Shared ground
The passage shows a deliberate contrast between what Saul could say and what he chooses to say. Saul gives his uncle a straightforward travel account (they searched for the donkeys, then went to Samuel) and, when pressed, he reports only the practical outcome: the donkeys were found. The narrator then states plainly that Saul did not disclose what Samuel said about “the matter of the kingdom” (1 Samuel 10:14–16).
This scene also keeps Samuel in view as an authority whose words matter. Saul’s uncle expects a meaningful report from the meeting (“tell me what Samuel said”), which implies that consulting Samuel is not treated as a casual stop.
Where interpretation differs
Interpreters mainly differ on why Saul withholds the kingdom matter.

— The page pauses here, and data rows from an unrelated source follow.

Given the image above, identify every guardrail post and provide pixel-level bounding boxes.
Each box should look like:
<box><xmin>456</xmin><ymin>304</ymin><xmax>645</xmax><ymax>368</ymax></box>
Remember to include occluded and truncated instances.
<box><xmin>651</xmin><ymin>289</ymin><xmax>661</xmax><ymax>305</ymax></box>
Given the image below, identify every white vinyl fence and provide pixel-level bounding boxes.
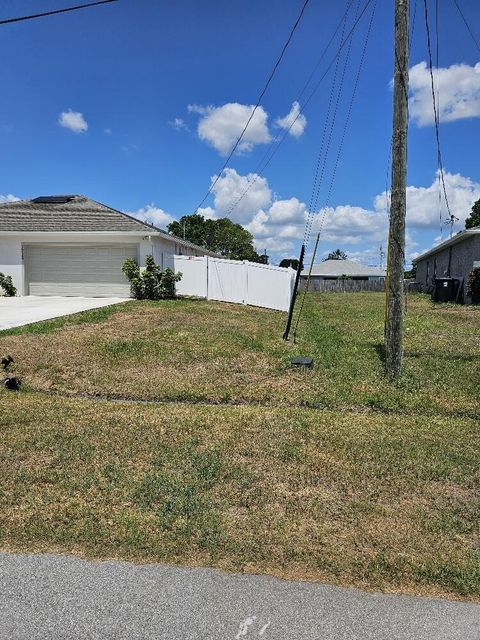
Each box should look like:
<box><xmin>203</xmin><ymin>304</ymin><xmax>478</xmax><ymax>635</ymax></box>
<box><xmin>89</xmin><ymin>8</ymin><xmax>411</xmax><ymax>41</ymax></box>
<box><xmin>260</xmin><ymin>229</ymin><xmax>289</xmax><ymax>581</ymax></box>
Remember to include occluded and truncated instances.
<box><xmin>173</xmin><ymin>256</ymin><xmax>295</xmax><ymax>311</ymax></box>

One view says Saul is being cautious: he is waiting for the right time and setting for something politically sensitive and not yet public. On this reading, silence is restraint, not necessarily deception.
Another view says Saul is avoiding the subject: the withholding reflects fear, uncertainty, or reluctance about the kingship. On this reading, silence hints at Saul’s inner instability or lack of readiness.

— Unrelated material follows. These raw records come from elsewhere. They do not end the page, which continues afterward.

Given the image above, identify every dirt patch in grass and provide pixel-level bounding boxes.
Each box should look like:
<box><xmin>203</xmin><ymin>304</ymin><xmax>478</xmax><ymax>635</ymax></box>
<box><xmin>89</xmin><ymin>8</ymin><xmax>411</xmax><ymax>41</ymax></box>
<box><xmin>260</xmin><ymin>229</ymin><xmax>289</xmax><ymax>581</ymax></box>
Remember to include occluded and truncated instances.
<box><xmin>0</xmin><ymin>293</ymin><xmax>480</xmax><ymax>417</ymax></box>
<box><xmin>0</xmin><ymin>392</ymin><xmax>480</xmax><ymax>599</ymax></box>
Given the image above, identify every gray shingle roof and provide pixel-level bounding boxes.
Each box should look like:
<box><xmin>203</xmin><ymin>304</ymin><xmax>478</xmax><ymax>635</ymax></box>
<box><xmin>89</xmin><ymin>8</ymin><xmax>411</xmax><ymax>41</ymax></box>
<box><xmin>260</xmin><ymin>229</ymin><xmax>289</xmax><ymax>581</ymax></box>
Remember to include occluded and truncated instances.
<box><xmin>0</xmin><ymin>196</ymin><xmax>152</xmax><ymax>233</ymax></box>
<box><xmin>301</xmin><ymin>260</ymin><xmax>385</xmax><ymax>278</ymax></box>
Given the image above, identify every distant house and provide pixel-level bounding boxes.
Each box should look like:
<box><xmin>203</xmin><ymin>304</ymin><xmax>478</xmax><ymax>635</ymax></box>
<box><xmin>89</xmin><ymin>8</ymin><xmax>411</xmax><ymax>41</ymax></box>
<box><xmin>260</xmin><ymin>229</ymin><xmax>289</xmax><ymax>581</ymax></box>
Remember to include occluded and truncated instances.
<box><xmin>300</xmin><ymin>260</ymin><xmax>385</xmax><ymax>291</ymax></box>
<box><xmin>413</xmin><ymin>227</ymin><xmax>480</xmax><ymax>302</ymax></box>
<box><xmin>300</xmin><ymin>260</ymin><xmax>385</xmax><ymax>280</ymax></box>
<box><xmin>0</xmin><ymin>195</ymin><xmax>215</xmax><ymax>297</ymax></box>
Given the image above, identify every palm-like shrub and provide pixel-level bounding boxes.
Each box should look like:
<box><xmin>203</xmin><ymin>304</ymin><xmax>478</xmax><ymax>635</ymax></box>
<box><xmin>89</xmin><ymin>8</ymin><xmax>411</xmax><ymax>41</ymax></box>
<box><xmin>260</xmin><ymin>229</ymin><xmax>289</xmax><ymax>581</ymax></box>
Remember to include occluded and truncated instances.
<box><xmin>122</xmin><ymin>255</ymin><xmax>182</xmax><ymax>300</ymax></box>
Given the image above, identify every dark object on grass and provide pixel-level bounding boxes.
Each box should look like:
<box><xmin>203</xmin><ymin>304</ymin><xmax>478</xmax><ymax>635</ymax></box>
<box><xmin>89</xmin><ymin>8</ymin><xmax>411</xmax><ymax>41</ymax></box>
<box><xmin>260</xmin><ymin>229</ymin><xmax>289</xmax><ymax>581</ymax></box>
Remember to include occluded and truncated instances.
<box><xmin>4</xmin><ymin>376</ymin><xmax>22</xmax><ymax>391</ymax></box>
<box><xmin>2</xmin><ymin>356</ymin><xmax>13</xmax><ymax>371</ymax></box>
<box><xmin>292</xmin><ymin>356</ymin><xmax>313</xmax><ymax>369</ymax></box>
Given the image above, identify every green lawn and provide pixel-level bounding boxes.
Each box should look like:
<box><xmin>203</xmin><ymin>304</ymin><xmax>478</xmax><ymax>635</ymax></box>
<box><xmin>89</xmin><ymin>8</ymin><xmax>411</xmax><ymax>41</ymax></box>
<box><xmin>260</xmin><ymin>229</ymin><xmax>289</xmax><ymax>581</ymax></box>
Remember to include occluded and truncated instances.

A related difference concerns what “the matter of the kingdom” includes. Some take it narrowly (the news that Saul will be king). Others take it more broadly (instructions, timing, or details tied to Samuel’s earlier private actions and words).
Why the disagreement exists
The text reports the withholding but does not give Saul’s motive. It also uses a general phrase (“matter of the kingdom”) without spelling out whether this is an announcement, an appointment, or a set of instructions. Because the narrator supplies the fact of silence but not the reason, readers infer motives from the larger story context.
What this passage clearly contributes
- It highlights that the move toward monarchy begins with information control: the kingship issue is not yet family news.
- It frames Saul as someone who can report selectively—he answers honestly about the donkeys, yet draws a boundary around royal matters.
- It sustains narrative tension between what the reader knows from the prior scene (1 Samuel 10:1–13) and what Saul’s household knows.